Electronic Medical Record

Electronic medical record (EMR) reporting capabilities can assist providers in accurately identifying and documenting chronic conditions. These resources may support chart prep workflows to prepare for the patient visit, as previously discussed. In addition, many vendors are working on more robust analytic solutions to support their client’s population health efforts.

Some EMRs are developing systems that prompt the provider during the course of a patient visit to the possible presence of a potential chronic condition requiring attention or a lab or clinical value that indicates an undocumented chronic condition requiring review and assessment. Prompts can support better patient management by addressing preventative and ongoing care management gaps at the point of service.
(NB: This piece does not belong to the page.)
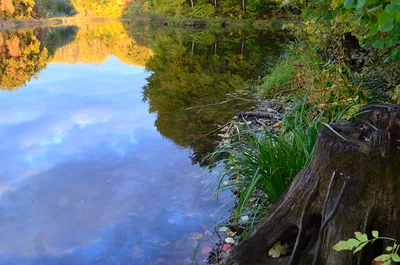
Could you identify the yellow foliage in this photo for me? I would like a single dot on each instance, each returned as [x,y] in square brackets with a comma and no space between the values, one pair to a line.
[95,43]
[21,58]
If you are not aware of your EMR vendor’s plans for risk documentation capture and coding, reach out to your representative to learn more. The ability of your EMR to help providers proactively address documentation gaps facilitates improved management of chronic conditions and the attendant capture of clinical documentation.

Workflows

At a time when most providers and their clinical teams are feeling overwhelmed by patient volumes and workflows on a daily basis, the successful transition to a risk-adjusted payment system will require additional work on the part of providers and their teams. This reality must be factored into your practice’s plans. A variety of strategies can be considered in determining how to ensure chronic conditions are identified, appropriately addressed by the provider, and accurately documented, while minimizing the additional work placed on the provider. Wherever possible, existing workflows should be optimized before placing new requirements on providers.

Often, appointments are scheduled to address an acute condition, leaving insufficient time for management of chronic conditions. However, annual wellness visits present a great opportunity for the provider to gain a more robust understanding of the patient’s health status and risks. Providers often are surprised by the insights they gain about a patient’s risk factors through annual wellness visits. Many practices continue to be challenged in their efforts to provide this service to Medicare patients. Annual wellness visits present a great opportunity to work with providers and teams to enhance an existing workflow that will result in closure of documentation and care gaps and improve patient care.

Current chart prep workflows should also be reviewed for enhancement opportunities. If a process is not in place to ensure the identification of chronic conditions, both developing such a process and implementing evidence-based protocols will support providers in improving chronic disease management and documentation.

Conclusion

The transition to risk-based reimbursement models creates new work for physician practices. However, for physicians, practice administrators, and staff who have struggled with the lack of time and resources for their complex patients, risk coding can better align resources with patient needs. Managing through the change to risk based payment models takes a multifaceted, multidisciplinary team approach. Building on existing systems, engaging all members of the clinical and administrative team, and providing a supportive environment will ease the transition into this new payment system designed to support a more effective model of managing patient risk.